Sir Robert Farquhar, rêvant d’un protectorat anglais sur Madagascar, dont il était le gouverneur, s’attira les faveurs du roi Radame.
Ce dernier, défié par un de ses chefs malgaches du nom de Ratsitatane, le punit de son insubordination et le condamna à mort, puis le graciât, à une condition : il serait exilé à Maurice et placé au bagne, à Port-Louis.

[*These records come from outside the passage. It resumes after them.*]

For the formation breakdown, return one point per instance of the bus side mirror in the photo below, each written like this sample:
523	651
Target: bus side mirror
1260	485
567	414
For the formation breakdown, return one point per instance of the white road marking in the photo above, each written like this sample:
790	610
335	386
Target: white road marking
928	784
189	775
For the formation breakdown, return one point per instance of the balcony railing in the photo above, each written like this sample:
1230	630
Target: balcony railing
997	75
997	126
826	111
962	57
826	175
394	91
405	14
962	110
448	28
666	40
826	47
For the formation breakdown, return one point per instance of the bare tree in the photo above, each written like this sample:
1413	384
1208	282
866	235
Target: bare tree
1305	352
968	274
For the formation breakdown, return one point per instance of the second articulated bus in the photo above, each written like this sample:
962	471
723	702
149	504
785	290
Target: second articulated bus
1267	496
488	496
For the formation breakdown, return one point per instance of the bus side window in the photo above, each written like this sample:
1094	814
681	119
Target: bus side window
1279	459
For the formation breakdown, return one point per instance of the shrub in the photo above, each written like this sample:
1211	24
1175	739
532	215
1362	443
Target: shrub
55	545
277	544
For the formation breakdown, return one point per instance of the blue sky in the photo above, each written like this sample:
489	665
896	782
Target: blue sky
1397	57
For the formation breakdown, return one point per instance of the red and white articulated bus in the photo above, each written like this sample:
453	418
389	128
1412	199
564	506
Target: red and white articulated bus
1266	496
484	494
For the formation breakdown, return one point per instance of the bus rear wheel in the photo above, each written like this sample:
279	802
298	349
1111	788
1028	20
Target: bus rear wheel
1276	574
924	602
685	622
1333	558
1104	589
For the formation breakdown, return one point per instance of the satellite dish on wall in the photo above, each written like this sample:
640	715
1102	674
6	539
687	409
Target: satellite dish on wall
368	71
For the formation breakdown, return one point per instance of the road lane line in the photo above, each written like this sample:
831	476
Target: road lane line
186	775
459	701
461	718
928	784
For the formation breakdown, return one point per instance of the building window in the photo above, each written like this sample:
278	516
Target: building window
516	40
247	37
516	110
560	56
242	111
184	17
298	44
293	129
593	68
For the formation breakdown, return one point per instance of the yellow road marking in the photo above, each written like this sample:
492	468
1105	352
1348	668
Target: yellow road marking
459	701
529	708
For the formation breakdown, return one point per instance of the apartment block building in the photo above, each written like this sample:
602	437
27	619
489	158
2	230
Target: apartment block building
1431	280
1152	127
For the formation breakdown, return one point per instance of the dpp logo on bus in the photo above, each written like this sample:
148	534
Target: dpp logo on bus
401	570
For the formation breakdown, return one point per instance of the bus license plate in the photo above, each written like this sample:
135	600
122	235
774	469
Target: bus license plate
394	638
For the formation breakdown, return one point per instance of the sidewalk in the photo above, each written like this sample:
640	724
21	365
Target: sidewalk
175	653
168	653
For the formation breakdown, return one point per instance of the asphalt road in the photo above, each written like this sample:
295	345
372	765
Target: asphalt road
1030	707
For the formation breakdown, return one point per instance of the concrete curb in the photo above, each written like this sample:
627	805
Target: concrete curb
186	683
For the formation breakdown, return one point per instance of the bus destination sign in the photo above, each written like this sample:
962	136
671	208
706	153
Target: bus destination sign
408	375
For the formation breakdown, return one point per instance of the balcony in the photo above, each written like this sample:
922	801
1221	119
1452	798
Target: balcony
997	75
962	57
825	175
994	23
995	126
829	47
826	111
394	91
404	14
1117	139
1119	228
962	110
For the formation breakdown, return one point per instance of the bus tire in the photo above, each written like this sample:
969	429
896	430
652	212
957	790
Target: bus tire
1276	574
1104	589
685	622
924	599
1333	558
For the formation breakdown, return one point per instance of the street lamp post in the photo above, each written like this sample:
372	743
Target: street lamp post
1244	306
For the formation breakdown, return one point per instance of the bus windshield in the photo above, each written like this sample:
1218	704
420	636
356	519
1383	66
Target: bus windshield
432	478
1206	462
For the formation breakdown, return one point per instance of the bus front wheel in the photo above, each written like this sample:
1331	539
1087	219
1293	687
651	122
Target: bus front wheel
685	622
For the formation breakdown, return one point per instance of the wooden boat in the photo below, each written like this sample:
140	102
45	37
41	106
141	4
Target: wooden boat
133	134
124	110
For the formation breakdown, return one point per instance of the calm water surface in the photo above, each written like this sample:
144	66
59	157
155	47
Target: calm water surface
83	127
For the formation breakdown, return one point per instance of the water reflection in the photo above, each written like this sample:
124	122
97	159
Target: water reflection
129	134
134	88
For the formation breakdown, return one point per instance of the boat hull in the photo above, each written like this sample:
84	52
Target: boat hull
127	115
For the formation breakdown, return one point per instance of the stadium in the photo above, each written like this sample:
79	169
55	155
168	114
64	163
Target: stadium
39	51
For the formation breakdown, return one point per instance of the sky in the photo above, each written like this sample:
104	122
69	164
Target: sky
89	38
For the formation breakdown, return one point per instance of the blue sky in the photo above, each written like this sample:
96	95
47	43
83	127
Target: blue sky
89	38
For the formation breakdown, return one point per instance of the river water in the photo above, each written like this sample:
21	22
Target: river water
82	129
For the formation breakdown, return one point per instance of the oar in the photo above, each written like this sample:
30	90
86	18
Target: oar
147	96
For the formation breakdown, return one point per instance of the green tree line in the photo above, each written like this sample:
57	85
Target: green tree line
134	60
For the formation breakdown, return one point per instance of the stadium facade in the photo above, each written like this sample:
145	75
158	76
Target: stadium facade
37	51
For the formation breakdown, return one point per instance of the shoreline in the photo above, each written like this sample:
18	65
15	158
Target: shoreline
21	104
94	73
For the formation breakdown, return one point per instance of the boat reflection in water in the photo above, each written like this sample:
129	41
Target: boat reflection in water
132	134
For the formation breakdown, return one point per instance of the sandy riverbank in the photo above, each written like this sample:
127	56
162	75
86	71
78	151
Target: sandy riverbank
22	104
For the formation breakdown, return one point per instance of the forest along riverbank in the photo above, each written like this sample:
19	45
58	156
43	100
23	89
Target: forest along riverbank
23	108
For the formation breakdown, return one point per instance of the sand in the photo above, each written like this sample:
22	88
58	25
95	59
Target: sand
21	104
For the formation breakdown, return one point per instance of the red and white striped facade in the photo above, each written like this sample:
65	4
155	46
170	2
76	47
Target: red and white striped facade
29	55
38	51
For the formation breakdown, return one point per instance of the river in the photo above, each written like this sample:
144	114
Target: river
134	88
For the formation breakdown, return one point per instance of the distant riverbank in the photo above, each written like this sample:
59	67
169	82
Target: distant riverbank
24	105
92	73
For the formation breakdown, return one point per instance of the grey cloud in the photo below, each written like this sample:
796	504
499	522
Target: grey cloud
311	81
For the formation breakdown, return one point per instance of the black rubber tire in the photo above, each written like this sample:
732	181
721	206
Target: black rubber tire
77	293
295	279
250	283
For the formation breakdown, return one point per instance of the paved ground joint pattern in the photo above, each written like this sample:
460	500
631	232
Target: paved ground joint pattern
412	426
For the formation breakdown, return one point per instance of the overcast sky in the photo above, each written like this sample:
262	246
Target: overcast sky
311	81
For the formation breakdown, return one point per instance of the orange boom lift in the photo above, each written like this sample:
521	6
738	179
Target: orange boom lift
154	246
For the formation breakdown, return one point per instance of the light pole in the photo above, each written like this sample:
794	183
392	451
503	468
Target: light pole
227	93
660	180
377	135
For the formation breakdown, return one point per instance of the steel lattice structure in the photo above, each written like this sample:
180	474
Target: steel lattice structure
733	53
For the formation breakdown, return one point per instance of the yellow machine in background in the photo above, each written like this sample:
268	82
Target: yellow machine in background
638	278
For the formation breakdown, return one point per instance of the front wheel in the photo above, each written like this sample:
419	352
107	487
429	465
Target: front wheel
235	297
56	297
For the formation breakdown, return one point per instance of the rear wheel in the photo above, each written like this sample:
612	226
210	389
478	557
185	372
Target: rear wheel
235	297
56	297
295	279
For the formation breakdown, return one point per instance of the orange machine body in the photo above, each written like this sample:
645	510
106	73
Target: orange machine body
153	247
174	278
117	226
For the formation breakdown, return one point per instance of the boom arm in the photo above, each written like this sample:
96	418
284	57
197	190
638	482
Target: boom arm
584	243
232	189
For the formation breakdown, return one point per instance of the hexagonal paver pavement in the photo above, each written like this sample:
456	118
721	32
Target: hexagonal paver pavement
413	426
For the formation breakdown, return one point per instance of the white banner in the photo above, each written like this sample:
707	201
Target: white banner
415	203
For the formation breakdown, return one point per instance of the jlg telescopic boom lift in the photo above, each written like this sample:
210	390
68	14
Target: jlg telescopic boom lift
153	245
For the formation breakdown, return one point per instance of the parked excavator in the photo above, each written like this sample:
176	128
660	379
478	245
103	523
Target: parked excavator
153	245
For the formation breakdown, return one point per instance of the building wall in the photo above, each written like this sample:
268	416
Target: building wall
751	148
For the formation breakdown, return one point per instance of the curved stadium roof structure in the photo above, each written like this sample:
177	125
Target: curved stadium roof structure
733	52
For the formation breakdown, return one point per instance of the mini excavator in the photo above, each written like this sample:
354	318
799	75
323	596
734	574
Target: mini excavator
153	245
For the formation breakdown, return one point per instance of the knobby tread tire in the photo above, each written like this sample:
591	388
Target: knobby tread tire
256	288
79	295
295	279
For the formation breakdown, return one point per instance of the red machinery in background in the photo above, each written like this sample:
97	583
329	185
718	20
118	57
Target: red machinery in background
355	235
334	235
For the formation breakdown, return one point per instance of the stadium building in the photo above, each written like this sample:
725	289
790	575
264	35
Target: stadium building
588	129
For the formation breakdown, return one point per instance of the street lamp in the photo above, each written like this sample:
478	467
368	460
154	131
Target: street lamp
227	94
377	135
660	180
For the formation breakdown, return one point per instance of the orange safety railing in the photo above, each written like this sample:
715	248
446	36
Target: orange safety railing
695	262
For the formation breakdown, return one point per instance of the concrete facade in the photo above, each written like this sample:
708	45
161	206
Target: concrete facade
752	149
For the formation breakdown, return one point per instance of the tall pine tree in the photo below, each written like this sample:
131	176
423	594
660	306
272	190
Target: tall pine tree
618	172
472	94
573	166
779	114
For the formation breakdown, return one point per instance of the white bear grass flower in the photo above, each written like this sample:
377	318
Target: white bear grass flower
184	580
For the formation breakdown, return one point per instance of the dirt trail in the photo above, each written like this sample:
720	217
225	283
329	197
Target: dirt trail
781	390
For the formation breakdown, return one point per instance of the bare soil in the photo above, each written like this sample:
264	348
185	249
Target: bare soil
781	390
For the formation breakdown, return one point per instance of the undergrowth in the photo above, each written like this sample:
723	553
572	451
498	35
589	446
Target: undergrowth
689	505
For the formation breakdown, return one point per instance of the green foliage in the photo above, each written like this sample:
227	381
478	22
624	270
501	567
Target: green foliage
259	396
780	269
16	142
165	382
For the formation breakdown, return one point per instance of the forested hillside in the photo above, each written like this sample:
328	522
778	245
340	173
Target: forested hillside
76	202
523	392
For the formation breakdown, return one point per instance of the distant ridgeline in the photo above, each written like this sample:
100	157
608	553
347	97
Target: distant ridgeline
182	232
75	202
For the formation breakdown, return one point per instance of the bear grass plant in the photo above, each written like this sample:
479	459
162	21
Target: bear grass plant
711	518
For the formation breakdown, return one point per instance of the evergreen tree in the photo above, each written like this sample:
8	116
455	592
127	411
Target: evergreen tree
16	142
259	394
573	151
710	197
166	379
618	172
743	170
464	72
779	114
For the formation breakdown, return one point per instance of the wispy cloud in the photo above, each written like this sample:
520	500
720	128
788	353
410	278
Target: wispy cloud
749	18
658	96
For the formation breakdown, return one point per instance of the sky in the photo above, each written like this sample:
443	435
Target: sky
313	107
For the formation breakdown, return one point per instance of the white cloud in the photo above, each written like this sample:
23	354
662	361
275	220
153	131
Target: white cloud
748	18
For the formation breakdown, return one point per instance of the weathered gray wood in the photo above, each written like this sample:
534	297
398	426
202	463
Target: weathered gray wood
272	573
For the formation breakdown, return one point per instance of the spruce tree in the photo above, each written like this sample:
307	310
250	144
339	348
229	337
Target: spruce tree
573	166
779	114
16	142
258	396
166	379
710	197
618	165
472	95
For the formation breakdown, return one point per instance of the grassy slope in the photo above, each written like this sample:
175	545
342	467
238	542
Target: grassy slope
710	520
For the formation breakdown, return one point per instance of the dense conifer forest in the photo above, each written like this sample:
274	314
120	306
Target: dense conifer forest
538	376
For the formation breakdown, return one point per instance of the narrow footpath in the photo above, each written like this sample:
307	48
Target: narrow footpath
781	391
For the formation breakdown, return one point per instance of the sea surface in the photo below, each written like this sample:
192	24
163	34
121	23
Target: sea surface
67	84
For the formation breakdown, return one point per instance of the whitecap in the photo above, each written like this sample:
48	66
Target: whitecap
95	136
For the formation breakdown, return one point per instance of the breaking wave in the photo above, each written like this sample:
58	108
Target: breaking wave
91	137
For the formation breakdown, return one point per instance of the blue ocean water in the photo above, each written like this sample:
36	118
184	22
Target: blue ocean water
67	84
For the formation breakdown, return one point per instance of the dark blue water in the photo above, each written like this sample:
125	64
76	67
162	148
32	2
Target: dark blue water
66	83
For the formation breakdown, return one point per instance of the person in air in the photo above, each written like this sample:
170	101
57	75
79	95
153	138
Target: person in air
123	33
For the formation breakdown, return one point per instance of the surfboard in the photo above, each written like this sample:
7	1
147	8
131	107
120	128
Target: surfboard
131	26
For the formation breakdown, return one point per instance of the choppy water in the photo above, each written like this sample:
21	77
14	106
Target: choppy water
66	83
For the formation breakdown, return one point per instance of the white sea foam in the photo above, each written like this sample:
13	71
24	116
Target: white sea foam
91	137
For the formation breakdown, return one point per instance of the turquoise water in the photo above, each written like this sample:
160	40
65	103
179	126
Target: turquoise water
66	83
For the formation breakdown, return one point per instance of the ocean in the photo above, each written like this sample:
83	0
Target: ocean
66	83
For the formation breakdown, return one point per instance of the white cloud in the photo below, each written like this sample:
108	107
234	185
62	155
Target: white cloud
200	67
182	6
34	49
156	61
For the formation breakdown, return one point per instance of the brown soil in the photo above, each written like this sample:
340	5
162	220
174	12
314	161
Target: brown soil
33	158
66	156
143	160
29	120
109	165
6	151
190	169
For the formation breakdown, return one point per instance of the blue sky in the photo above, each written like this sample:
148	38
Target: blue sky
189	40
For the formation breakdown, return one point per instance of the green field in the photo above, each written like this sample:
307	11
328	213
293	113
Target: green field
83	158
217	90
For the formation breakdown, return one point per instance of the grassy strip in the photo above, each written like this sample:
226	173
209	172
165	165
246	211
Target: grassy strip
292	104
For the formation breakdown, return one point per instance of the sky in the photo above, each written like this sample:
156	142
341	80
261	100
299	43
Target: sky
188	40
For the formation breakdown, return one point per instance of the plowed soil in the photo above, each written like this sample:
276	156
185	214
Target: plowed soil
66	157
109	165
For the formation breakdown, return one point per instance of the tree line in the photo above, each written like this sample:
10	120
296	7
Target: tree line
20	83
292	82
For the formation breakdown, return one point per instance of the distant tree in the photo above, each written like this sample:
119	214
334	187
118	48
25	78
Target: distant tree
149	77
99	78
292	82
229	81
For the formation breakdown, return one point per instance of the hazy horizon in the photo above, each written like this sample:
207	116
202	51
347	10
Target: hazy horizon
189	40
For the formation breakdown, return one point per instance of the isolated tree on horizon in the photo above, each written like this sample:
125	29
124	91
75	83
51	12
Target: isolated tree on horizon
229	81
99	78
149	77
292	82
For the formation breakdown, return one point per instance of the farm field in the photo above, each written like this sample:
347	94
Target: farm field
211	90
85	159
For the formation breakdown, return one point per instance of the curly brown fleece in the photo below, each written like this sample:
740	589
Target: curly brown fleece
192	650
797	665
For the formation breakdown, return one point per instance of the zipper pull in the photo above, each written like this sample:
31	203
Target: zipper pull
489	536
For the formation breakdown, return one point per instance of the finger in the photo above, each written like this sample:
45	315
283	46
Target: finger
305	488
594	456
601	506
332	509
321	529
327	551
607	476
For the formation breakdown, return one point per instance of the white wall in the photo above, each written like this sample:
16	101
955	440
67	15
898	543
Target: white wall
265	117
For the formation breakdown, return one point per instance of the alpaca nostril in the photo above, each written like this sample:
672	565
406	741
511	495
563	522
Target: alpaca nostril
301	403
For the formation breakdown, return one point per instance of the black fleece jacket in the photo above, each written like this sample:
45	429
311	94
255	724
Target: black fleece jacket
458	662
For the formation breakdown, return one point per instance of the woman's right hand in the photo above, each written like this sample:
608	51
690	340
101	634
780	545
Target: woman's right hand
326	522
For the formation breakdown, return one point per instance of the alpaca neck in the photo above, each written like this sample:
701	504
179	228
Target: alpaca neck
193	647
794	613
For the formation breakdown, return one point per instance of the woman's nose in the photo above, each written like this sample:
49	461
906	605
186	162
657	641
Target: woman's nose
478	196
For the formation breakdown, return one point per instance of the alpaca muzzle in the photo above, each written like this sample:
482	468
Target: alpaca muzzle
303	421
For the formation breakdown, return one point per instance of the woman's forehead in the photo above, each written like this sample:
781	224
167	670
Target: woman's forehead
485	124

Bien que de belle stature et doté d’une grande énergie, Ratsitatane, qui se morfondait en prison, était peu surveillé. Rapidement, il se lia d’amitié avec un certain Jean Laizaf, un Malgache affranchi, rusé et intriguant.
Laizaf persuada son ami de prendre la tête d’une insurrection, et que tous les esclaves du pays le soutiendraient et l’aideraient à se proclamer roi de l’Ile Maurice.
La date du soulèvement fut fixée au 20 février 1822. Deux jours avant, Laizaf fit évader Ratsitatane de la prison et le conduisit sur les hauteurs qui dominent Port-Louis, entre la montagne du Pouce et la Montagne des Signaux, où il fut rejoint par une douzaine de Malgaches qui constituèrent son état-major.
C’est alors que le dénommé Lazaif se rendit à la police pour y dénoncer Ratsitatane, sous prétexte d’être un bon citoyen.
La nouvelle de la fuite de Ratsitatane se répandit rapidement dans la ville, et tous les yeux se tournèrent vers la montagne où il s’était établi.
Bientôt, quinze cents hommes pour la plupart armés, se rassemblèrent sur la place du gouvernement, attendant l’ordre d’agir. Le gouverneur arriva et, après s’être concerté avec le commandant des troupes, décida de les envoyer à l’assaut du camp de Ratsitatane.
Après une faible résistance, Ratsitatane et ses compagnons prirent la fuite et disparurent. La nuit suivante fut pour les Port Louisiens, les femmes et les enfants en particulier, source d’inquiétude. Des hommes armés ne cessèrent de patrouiller dans les rues.
Le lendemain, Sir Robert Farquhar annonça la mise à prix des têtes de Ratsitatane et de ses complices. Une récompense de mille piastres serait offerte à celui qui les livrerait. Ainsi, Ratsitatane et Latulipe furent capturés et condamnés à être décapités, et leurs têtes exposées à l’endroit où ils avaient établi leur quartier général. Laizaf fut aussi condamné à mort, mais sa peine fut commuée en prison à perpétuité.